We're not special

Posted on January 22, 2013

“A key differentiator of highly productive teams is the ability to identify what is core to their domain, and thus brings them competitive value, and what is commodity, in order to focus their energies on solving core problems and not commodity problems.”

Most of us, at some point in our career - especially those that have laboured in ‘enterprise’ - would have experienced working in teams where most of the energy seems to go into debugging, patching and developing the highly customized, and specialist ORM, or web framework, or messaging system, or unit testing framework, or… To the sane amongst us it’s an exercise full of futility and waste. These custom packages lag dramatically behind what’s available, often for free, on the internet and seem to suck up velocity like a child with a milkshake, seemingly immune to the inevitable ‘brain freeze’.

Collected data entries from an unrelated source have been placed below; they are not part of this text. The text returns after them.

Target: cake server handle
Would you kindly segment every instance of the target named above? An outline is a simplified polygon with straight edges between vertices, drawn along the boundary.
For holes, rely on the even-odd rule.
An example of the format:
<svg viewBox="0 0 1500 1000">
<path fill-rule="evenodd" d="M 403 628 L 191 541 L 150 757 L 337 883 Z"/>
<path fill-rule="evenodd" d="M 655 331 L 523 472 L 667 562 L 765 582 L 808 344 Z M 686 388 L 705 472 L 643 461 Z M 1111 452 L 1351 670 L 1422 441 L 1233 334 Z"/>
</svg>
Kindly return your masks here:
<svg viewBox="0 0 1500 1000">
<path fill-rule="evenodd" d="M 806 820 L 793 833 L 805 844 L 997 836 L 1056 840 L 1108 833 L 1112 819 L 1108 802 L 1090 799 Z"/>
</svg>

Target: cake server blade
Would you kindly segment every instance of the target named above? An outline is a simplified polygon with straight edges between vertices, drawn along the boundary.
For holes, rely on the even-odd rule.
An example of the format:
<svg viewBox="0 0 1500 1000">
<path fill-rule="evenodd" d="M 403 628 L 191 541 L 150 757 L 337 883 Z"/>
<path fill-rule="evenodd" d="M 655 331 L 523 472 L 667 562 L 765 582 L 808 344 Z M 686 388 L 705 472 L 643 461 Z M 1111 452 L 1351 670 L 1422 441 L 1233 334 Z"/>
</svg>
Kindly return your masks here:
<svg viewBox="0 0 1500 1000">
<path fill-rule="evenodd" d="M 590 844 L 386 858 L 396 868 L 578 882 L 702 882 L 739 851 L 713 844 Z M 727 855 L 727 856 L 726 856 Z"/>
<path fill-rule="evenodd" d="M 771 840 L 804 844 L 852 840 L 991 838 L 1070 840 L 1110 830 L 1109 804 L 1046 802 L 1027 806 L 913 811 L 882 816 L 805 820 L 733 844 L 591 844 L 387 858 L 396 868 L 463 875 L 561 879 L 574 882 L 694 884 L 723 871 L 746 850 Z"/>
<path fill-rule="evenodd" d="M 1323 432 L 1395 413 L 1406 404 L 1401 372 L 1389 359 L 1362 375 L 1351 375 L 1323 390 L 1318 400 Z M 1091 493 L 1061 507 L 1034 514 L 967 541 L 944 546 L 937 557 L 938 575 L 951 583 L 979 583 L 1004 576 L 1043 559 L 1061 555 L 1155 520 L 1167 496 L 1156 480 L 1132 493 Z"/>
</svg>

All to often, the reasons for teams investing in solving commodity problems is a misconception that they are actually solving a core problem. It is argued that a custom ORM is required because the way the team do databases is fundamentally different and therefore a unique solution, particular to their own particular situation, is required. Where as the truth is often that the system has been built is such an unnecessarily arcane way that it gives all the appearance of a special situation when in fact it is simply an inappropriate one. Solving problems made by special thinking requires special thinking and it’s turtles all the way down.

Identifying the commodity isn’t always so trivial as choosing an ORM and building your system around it. Sometimes a team finds itself working in a new field of technology that they have little experience in and, through ignorance and the nature of empirical discovery, it is only after months of investment into a custom solution for a commodity problem that you discover the truth.

Sometimes, however, you may find that you are special after all. In those rare cases where there are commodity solutions it may be to the teams advantage to ditch it and build there own. This may be because:

  • it doesn’t meet your design/architectural principles - if simple testing is important and all the solutions on the market fail to make that simple then it may be worth while rolling your own
  • it gives you a business advantage - pushing the technological boundaries in a commodity area improves your brand somehow
  • it enables you to learn - if your system is heavily tied to a particular technology then rolling your own may allow you to make discoveries about that tech that provide value to your product
  • the effort to adapt is greater than building something ourselves - if you are working on a legacy app that had never be built to consider the approaches used by commodity packages you may find
  • the commodity doesn’t yet exist - if you are very cutting edge, a commodity solution has yet to appear and you are stuck rolling your own. After all, at one point there were no CI servers, no unit testing frameworks, no mocking libraries
  • you genuinely believe you can push the concept forward - JMock existed but that didn’t stop Szczepan coming up with Moqito and improving the world for the rest of us.

The truth is, for ninety percent of the projects none of the above will apply. The commodity problem of MVC web frameworks has been solved, logging has been solved, deploying rails apps to the cloud has been solved. Is your web/logging framework/cloud solution genuinely going to compete? If you truly believe this to be true then start by commoditizing it now - either by building a product or open sourcing it - otherwise it’s just a pipe dream and you are doing nothing more than developing another custom commodity solution.

In some cases you may genuinely discover that what’s on the shelves isn’t quite right. Every solution only always leaves you one step away from reaching your goal. For example, you’re using gdash to pull in all your graphite graphs but you wish to mix in AWS cloudwatch graphs as well. Rather than building a separate, brand new dashboard solution, consider forking gdash and enhancing it to pull from cloudwatch as well, then contribute back. For the majority of problems this will be less effort than rewriting your own solution from scratch.